Additionally, ZIP can be encoded in a number of different ways. Apple has a default "Compress" option in Finder that compresses selected files into a ZIP file, and many Linux desktops offer GUI functionality for creating ZIP files easily as well. It is common to compress to ZIP on Windows using the 7-zip data compression & decompression utility (not to be confused with the 7-zip compression format, though the two are related).

History​

The ZIP format was developed by Phil Katz as an open format with an open specification, where his implementation, PKZIP, was shareware.

A restricted ZIP format exists and is used in other filetypes such as Java .jar archives, a slew of Microsoft Office file formats, Office Document Format files (.odt, .ods, .odp), and EPUB files for e-readers.

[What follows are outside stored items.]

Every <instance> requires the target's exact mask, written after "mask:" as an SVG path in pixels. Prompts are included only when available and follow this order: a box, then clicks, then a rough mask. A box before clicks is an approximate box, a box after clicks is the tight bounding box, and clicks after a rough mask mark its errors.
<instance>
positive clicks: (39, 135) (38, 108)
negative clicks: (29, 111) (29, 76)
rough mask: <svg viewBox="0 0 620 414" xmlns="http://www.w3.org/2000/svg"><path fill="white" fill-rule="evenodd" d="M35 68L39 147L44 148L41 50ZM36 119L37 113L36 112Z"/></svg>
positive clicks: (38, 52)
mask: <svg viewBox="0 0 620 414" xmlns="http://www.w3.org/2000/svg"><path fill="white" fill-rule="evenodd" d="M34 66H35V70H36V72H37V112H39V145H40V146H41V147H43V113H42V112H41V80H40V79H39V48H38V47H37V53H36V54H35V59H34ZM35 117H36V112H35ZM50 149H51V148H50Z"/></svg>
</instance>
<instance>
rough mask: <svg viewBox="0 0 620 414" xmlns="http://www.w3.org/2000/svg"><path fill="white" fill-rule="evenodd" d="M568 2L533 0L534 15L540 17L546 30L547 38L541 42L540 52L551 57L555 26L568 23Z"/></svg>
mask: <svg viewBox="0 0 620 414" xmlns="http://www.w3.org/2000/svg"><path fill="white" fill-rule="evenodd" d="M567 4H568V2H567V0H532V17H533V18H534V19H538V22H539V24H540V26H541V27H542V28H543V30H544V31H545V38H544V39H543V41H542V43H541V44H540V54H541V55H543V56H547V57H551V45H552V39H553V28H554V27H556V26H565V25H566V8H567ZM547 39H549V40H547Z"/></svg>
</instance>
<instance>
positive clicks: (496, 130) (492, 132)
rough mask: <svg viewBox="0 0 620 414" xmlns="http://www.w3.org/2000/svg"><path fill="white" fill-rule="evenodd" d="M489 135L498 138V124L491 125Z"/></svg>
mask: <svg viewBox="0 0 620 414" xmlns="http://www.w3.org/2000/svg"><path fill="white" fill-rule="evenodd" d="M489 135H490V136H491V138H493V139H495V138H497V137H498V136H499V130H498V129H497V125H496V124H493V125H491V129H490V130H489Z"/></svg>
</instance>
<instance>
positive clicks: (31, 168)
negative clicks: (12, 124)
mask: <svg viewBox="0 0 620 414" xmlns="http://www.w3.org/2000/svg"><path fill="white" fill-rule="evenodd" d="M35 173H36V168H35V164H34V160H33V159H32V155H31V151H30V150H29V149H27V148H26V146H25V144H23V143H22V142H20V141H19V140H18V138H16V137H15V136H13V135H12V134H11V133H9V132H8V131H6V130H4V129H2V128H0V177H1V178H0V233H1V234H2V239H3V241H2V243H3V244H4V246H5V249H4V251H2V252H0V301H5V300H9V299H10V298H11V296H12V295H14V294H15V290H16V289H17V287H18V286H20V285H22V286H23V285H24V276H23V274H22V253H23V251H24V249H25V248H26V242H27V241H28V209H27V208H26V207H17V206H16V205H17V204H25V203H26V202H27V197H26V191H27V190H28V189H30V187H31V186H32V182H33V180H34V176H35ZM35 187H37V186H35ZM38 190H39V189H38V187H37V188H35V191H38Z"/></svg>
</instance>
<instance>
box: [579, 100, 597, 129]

In around 1990, Info-ZIP came onto the scene. "Info-ZIP's purpose is to provide free, portable, high-quality versions of the Zip and UnZip compressor-archiver utilities that are compatible with the DOS-based PKZIP by PKWARE, Inc." (https://infozip.sourceforge.net/). They did this successfully, leading to increased adoption of the ZIP format.

In the early 1990s the gzip format was developed, derived from the Deflate code in the Info-ZIP utilities. It was designed to replace the Unix compress utility, which used the (at the time) patented LZW compression algorithm which threatened its free use. Though some specific implementations of Deflate were patented by Phil Katz, the format was not, so a Deflate implementation that did not infringe on any patents was written.

Unlike .tar, .zip has a central directory at the end, which provides a list of the contents. That and the separate compression provides random access to the individual entries in a .zip file. A .tar file would have to be decompressed and scanned from start to end in order to build a directory.

The popular tar utility, which creates an archive of files, has an option to compress directly to the .tar.gz format and is a very popular use caze for gzip. Since the compression of a .tar can take advantage of redundancy across files, ZIP often compresses less effectively than the marriage of tar & gz. .tar.gz is the most common archive format in use on Unix due to its very high portability, but there are better compression methods available. Some of these include XZ, bzip2, brotli, 7-zip, & Zstandard.

In this case, the benefit of ZIP is that because it compresses files separately and builds a central directory at the end of the archive which provides a list of the contents, ZIP provides random access to the individual entries in a .zip file. A .tar file would have to be decompressed and scanned from start to end in order to build a directory.

Encoding​

Linux & macOS​

To encode to a ZIP file most efficiently on Linux or macOS, it is worth using the 7-zip implementation of DEFLATE for ZIP compression. The 7zip website's homepage claims: "For ZIP and GZIP formats, 7-Zip provides a compression ratio that is 2-10 % better than the ratio provided by PKZip and WinZip." You can use the highly flexible 7-zip CLI utility through binaries available on 7-zip's Download page. Here are some direct download links: Linux x86_64 | macOS Universal

Once you've downloaded the utility, remember whether you are choosing to use the 7zz binary or the static 7zzs binary. Commands run using 7zz should run using 7zzs as well, so please replace 7zz in our examples as appropriate if you choose not to use it. Additionally, please copy your choice of binary to your /usr/local/bin if you want to be able to use it everywhere.

  • To encode a ZIP file at the lowest effort setting using one thread:
7zz a -bso0 -tzip -mmt1 -mx1 "Output.zip" "Input"
  • To encode a ZIP file at the highest effort setting using eight threads:
7zz a -bso0 -tzip -mmt8 -mx9 "Output.zip" "Input"

Windows​

To be filled.

Conclusion​

The only real benefit of using ZIP over more modern formats currently is compatibility. It may be viable when compared to 7z & XZ due to a reduction in complexity that improves encode & decode speed, but Zstandard is incredibly performant in both of these areas and generally outperforms ZIP. When it comes to content delivery on the Web, Brotli has been adopted across all modern web browsers and offers a better alternative to older compression technologies used on the Web that resemble ZIP.